Efendiler, İstanbul bunalımı üzerine yaptığım açıklamalar epeyce uzadı. İstanbul'da zaten öteden beri süregelmekte olan durumdan, daha birçok şeyin ortaya çıktığına şahit olacağız.
Müsaade buyurursanız, tekrar İstanbul'a dönmek üzere, biraz da Edirne taraflarındaki duruma göz atalım. şimdiye kadar yaptığım genel açıklamalar sırasında, yeri geldikçe Trakya'yı da teşkilât ve tasarılarımızın hiçbir vakit dışında tutmadığımızı anlattığımı sanırım. Edirne ile olan ilişki ve haherleşmelerimiz, memleketin her yeriyle olduğu gibi devam ettirilmekteydi.
Yapılan haberleşmelerimizdeki dikkate değer bazı noktaları yüksek hey'etinize açıklayarak bildirmek uygun olur :
l'inci Kolordu Komutanı Cafer Tayyar Bey, 31 Aralık 1919 tarihli pek etraflı bir raporunda, Trakya ve özellikle Batı Trakya'da Yunanlıların yaptıkları işleri ve giriştikleri teşebbüsleri pek güzel açıklıyordu.

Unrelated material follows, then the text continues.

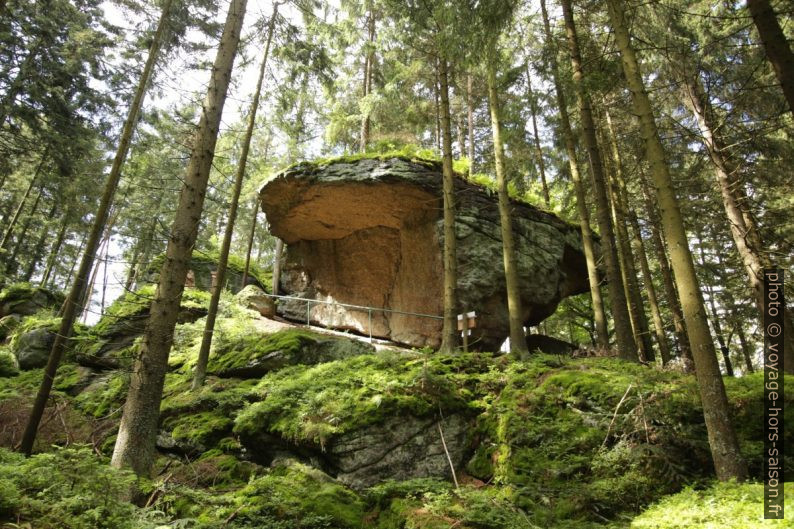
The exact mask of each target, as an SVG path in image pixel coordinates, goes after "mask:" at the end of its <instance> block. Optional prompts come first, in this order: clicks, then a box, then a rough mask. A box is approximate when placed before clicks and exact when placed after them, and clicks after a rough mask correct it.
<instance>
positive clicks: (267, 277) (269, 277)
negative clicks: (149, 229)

Bu olağanüstü çalışmalara karşı kendisinin gerektiği gibi tertibat alamadığından şikâyet ediyordu.
Kolordusunun bu durumda ve ileride ortaya çıkabilecek olaylar karşısında, görevini yapmaya imkân verecek bir durum almasına General Milne'in müsaade etmediğinin, haberleşme sonunda anlaşıldığını haber veriyordu (Belge: 246).
General Milen 'in tertibat almamıza müsaade etmeyeceğine elbette şüphe yoktu. Bu açık gerçeği yazışma yoluyla anlamaya bilmem nasıl bir düşünce ve mantıkla kalkışılmıştı?
Cafer Tayyar Bey' e 3 Ocak 1920 tarihinde verdiğim talimatta, gönderdiğimiz gizli yönetmeliğe uyularak silâhlı birlikler kurulmasını yeniden hatırlattım. "Askerî durumun değiştirilmesi ile elde edilemeyen yararların bu şekilde elde edilmesi gerekir" dedim ( Belge : 247).
Harbiye Nâzırı Cemal Paşa ya da yine aynı tarihte durumdan bahsederek, Yunanlıların Doğu Trakya'da olsun, hazırlıklarına engel olmasını yazdım ( Belge : 248).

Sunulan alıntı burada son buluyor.